The Fool

Some say the world will end in fire,

Some say in ice.

From what I've tasted of desire

I hold with those who favor fire.

But if it had to perish twice,

I think I know enough of hate

To say that for destruction ice

Is also great

And would suffice.

Is this hate?

I'm not sure.

I know it's not love. Not even close.

"I have to go, Robert."

"I know."

Her hand slides out from under mine where it rests on my chest. My breathing is normal again. I feel her push away from me to sit up and look for her robe.

I don't want to look at her but I can't help a sideways glance to see the curve of her back as she leans down to pick her robe up off the floor. She shakes it out and stands up and I get a nice view of her ass before the robe slides around her body. I shift my gaze to the ceiling again as she turns to look at me.

She leans over and runs her fingers through my hair. "I underestimated you."
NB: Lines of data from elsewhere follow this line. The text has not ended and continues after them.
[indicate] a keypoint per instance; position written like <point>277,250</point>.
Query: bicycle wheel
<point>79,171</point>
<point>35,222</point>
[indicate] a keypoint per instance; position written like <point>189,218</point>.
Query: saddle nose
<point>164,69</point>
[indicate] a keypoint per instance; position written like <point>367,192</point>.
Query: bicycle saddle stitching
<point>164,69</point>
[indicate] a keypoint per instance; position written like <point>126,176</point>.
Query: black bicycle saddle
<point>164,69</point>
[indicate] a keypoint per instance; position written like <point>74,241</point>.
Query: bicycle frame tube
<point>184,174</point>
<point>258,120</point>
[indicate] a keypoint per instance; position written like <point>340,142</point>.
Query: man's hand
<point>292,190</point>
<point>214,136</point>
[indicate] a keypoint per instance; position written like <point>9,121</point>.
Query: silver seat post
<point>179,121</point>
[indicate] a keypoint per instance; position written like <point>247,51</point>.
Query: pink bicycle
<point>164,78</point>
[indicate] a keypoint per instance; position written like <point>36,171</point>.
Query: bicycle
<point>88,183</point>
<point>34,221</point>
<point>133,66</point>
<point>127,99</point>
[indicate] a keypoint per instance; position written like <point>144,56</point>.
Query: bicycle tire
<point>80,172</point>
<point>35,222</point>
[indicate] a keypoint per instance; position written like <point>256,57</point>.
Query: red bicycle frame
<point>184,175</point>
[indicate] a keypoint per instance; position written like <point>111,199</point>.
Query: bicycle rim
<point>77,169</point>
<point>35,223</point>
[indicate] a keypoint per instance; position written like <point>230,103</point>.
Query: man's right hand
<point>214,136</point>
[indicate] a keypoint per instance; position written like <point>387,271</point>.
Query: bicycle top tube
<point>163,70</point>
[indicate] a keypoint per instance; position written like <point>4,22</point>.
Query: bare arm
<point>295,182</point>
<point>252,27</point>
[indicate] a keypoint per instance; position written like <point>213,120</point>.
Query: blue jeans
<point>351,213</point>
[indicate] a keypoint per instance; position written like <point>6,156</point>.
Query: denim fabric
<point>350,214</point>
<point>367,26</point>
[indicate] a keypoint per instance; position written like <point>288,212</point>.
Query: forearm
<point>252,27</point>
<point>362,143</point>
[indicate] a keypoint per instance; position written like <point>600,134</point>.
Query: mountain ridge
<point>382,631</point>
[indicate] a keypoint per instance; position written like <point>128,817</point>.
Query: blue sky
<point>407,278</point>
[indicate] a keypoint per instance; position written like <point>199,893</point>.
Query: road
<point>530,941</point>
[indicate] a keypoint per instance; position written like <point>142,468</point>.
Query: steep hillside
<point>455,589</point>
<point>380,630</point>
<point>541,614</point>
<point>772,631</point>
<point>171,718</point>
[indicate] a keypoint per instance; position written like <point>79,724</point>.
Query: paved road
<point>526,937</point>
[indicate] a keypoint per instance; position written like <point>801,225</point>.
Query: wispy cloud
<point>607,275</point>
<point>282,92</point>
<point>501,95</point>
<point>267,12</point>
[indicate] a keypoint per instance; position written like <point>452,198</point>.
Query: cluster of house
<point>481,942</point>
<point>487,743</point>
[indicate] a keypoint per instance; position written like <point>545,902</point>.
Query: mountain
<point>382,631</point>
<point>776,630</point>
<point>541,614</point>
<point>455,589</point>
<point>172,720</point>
One side of my mouth twists up into a rueful half smile. People are always doing that, I think. No reason to fight it. It's easier to let them underestimate me anyway. No one pays attention to the fool.
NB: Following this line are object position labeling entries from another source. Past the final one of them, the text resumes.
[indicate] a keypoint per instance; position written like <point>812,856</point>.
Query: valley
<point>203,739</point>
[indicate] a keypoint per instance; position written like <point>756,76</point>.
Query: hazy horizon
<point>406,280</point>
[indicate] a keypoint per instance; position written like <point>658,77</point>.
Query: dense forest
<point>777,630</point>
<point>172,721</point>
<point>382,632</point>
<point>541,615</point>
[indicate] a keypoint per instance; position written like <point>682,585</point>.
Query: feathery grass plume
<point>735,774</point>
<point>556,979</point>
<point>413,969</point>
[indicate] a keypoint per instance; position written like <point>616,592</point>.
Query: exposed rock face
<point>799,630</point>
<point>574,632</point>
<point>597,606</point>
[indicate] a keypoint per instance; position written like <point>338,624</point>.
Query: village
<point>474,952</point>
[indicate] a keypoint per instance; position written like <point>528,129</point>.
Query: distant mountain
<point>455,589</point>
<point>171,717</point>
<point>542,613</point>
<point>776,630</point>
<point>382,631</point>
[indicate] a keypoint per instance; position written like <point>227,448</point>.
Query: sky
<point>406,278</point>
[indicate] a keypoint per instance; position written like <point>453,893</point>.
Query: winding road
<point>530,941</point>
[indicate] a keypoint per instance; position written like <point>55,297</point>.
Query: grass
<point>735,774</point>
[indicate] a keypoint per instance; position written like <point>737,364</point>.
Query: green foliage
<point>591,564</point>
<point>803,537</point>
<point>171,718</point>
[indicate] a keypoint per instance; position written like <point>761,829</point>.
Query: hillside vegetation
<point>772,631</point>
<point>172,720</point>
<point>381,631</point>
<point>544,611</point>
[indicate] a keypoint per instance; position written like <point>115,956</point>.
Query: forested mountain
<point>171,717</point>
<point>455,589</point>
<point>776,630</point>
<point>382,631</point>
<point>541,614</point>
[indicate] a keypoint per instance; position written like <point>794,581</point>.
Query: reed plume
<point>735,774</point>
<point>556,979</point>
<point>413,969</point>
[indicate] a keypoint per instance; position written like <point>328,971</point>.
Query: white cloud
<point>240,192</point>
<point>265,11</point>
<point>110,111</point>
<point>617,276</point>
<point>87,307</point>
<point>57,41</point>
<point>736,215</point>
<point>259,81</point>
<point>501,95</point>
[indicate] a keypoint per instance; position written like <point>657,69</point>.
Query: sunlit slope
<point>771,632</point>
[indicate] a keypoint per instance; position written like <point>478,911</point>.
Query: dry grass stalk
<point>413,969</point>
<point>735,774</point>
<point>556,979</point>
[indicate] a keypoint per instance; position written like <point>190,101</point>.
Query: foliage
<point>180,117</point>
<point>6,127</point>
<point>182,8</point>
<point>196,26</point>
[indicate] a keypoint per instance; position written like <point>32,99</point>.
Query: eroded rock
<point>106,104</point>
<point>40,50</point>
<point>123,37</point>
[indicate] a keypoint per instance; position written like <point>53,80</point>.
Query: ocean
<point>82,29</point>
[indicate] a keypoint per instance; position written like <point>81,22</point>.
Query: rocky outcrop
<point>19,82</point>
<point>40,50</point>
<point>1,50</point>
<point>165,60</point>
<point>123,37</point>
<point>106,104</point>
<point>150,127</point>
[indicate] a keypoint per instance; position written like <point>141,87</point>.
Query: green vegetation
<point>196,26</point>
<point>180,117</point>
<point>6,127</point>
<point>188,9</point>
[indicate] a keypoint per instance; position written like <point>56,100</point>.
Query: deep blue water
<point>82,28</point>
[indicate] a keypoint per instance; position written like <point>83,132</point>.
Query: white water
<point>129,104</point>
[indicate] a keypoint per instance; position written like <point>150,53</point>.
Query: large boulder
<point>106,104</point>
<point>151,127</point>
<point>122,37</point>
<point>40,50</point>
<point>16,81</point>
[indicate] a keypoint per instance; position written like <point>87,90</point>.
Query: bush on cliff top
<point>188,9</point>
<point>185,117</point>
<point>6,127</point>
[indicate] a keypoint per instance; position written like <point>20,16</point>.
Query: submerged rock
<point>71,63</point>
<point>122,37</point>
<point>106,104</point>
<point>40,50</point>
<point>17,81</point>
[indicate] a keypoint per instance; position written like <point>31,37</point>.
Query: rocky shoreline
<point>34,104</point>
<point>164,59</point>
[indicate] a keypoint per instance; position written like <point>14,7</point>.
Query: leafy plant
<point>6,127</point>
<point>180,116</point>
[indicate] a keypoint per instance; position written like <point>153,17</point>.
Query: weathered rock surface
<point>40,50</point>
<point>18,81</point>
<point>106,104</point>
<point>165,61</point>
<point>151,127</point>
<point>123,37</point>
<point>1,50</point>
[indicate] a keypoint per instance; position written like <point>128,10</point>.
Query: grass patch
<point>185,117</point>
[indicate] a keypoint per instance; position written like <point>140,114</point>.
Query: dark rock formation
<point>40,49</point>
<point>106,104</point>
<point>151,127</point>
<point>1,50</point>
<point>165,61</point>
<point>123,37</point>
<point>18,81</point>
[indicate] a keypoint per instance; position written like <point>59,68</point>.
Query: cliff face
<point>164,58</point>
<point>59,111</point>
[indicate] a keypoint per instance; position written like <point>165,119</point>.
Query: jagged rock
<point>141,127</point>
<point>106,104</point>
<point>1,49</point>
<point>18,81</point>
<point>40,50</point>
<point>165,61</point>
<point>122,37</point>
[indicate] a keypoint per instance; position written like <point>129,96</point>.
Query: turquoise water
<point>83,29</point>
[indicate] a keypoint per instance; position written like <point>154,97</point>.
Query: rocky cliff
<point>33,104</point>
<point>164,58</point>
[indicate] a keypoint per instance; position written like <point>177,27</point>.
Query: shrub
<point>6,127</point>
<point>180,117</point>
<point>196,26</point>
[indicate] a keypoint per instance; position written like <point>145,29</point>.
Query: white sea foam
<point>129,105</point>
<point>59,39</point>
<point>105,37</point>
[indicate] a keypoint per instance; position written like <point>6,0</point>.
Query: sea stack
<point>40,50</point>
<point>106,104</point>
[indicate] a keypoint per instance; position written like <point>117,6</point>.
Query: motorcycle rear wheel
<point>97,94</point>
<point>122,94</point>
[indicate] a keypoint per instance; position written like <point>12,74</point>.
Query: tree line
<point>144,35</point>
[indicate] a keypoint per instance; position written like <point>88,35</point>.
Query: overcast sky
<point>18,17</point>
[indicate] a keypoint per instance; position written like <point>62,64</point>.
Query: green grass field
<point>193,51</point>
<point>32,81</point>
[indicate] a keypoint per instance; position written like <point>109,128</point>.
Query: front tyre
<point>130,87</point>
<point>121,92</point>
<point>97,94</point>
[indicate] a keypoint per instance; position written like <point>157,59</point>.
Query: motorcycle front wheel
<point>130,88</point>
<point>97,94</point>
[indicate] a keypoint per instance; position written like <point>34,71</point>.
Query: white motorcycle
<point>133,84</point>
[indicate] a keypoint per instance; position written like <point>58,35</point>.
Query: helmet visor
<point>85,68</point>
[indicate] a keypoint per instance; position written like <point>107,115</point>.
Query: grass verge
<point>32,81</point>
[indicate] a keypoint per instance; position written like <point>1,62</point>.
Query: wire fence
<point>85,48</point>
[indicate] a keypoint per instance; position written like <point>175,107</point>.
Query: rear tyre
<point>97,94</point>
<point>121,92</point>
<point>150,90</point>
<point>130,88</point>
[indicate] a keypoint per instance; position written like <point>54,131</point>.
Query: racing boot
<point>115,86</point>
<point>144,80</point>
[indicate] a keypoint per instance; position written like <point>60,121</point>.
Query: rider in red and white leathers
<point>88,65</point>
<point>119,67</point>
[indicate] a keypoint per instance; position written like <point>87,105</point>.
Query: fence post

The good news about that is that no one pays attention to the fool. The bad news is that no one pays attention to the fool.

She glides towards the door, obviously thinking she's paid me a compliment and pauses with her hand on the knob. "Good night, Robert. See you tomorrow."

"Sure."

She disappears into the darkness beyond my door, on her way to slipping quietly back into Scott's bed. I wonder if she showers first. I hope so. Scott's not stupid. Well, I used to think so. I've rethought that lately.

What the hell am I doing?

It's not the first time I've wondered that. How long has it been now? Two months? Yeah, that's about the right time frame. Jean and Remy had gone home after the Big Reveal and, two weeks later, I'm banging Emma against the wall behind the garage. I guess I thought Emma would pick a nicer spot but affairs were ugly things so why not pick an ugly place?

Not that any place at the Institute could really be considered ugly.

Except for that one corner of Hank's lab.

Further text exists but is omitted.